I use OS X exclusively for my computing needs and there are many tools for creating encrypted PDF files including the Preview.app. The best program I have found to do this task, however, is PDFKey Pro. PDFKey Pro allows you to set fine grained control over how you encrypt the document, what encryption algorithm is used, and how many bits. PDFKey Pro’s interface is also extremely easy to use.
When I viewed the PDF documents on my iPhone I got a blank page! Of course I went into research mode to try to fix the problem.
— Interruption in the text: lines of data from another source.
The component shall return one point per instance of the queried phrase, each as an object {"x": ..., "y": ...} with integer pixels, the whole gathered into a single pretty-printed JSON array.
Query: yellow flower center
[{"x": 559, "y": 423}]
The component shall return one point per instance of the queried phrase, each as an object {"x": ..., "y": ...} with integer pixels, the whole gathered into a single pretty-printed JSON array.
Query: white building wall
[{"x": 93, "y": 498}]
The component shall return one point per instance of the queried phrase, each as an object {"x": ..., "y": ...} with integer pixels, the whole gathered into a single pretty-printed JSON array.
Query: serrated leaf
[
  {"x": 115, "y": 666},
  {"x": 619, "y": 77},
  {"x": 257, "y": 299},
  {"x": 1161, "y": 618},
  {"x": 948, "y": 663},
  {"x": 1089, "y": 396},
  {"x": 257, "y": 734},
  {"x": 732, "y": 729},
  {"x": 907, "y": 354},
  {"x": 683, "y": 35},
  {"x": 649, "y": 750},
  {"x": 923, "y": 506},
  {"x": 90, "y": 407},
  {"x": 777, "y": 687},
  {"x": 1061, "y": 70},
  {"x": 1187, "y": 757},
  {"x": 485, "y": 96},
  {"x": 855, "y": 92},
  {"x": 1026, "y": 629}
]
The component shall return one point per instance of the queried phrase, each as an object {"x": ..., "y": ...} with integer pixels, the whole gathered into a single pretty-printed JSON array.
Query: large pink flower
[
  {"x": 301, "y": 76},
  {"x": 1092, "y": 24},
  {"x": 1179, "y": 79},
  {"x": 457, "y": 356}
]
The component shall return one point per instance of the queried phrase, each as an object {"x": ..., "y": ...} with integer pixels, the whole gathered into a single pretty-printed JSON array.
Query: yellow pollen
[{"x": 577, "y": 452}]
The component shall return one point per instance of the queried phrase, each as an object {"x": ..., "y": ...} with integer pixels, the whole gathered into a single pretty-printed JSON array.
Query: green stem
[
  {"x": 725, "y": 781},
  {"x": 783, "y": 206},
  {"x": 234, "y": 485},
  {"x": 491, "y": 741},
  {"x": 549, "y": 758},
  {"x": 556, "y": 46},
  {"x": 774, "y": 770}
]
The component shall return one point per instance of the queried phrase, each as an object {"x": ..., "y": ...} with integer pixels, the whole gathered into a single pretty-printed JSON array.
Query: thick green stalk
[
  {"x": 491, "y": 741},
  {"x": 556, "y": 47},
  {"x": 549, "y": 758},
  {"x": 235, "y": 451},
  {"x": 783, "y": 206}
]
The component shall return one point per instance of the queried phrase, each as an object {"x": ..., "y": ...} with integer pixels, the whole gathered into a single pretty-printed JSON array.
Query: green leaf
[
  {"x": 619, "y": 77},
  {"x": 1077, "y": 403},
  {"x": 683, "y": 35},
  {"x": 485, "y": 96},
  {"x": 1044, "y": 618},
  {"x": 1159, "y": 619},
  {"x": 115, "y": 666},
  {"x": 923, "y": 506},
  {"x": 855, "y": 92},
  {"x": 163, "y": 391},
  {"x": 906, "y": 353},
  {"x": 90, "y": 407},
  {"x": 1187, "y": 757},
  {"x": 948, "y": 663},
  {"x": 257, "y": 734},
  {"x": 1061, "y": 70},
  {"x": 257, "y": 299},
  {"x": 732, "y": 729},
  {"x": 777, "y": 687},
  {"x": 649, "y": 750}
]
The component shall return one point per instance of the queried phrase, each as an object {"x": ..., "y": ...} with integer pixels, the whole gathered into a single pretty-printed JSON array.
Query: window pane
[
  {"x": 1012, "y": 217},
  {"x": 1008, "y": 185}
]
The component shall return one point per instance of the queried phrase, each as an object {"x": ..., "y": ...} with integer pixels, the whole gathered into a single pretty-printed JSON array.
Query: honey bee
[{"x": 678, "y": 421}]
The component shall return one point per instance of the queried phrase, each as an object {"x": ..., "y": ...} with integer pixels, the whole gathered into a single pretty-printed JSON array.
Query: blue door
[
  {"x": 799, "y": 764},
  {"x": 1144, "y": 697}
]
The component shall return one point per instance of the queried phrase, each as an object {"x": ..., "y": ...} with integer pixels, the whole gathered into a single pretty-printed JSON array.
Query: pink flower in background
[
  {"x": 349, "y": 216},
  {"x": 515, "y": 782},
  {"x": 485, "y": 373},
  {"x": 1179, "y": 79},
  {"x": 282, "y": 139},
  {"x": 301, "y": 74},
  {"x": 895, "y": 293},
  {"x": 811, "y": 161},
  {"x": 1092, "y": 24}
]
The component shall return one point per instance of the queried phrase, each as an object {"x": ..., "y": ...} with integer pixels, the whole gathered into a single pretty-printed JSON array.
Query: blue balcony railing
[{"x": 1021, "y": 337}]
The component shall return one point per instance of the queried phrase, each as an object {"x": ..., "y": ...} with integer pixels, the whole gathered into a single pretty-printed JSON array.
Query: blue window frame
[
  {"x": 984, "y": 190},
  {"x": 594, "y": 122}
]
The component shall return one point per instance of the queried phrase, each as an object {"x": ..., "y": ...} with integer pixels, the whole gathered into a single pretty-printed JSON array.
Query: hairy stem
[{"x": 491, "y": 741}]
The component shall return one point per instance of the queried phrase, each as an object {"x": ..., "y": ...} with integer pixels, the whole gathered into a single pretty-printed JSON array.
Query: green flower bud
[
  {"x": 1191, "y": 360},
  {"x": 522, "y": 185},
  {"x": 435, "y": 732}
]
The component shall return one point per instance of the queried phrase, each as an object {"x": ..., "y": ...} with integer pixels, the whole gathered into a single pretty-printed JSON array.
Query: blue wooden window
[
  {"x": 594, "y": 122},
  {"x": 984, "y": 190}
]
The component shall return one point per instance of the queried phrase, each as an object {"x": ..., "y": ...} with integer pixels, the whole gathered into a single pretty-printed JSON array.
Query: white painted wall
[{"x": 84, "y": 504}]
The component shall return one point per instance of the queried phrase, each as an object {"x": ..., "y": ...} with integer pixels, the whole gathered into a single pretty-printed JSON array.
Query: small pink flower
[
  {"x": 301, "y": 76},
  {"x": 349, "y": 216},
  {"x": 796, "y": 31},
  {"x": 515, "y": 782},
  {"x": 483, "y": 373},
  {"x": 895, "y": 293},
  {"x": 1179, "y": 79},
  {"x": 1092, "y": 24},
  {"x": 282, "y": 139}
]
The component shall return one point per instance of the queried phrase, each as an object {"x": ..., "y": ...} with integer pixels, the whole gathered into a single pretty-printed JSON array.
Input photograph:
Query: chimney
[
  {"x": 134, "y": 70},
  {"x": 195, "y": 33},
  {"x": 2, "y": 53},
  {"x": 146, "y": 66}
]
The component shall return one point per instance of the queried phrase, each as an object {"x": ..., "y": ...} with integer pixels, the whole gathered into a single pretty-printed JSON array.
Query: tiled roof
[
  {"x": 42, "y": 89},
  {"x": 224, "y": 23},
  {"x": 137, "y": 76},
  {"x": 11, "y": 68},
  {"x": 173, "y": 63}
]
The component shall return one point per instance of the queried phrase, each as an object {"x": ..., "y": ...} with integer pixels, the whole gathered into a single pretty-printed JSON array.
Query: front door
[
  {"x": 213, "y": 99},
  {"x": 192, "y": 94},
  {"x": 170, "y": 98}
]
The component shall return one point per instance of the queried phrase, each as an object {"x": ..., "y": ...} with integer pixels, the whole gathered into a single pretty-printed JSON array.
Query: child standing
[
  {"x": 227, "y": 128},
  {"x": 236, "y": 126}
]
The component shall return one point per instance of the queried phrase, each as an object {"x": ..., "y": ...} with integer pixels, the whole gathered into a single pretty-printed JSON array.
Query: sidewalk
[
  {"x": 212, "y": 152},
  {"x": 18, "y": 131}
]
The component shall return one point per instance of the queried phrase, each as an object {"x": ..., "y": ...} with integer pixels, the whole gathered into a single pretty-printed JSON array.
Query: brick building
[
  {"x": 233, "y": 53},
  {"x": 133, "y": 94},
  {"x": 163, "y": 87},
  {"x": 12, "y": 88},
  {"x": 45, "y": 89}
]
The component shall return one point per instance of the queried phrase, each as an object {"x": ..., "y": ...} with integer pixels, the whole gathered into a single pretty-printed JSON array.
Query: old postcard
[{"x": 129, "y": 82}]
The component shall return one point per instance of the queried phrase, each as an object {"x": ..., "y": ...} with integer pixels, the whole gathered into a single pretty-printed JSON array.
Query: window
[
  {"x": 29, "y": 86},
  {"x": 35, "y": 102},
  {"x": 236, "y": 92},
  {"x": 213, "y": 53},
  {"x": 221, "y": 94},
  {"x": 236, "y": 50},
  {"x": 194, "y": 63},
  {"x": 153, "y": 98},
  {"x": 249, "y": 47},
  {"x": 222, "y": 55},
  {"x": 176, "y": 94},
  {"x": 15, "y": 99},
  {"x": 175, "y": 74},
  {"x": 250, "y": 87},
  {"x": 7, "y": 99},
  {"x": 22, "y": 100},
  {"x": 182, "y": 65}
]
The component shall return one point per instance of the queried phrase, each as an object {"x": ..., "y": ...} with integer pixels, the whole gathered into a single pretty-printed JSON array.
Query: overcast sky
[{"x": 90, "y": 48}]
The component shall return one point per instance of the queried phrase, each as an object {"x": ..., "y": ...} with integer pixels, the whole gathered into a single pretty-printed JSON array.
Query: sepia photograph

I run a jailbroken iPhone running iOS 4.3.1. My children, however, run stock iOS on their iPod Touches. I recently upgraded their iPod’s to iOS 5 so I wanted to see if iOS 5 had this problem and after a quick test it was apparent that it did not. After some searching on Google I ran into this post which I found intriguing. Apparently viewing encrypted PDFs used to work on iOS 4.2.x so there was a regression from iOS 4.2.x to 4.3.x. I am not ready to take the iOS 5 plunge on my iPhone as I am not ready to give up the particular features that I would lose in doing the upgrade. Luckily I found a free solution and the timing couldn’t have been better.
Adobe released their Adobe Reader software for iOS on October 17th, 2011. After downloading the app from the App Store I opened up the documents easily using the “Open In…” feature of iOS.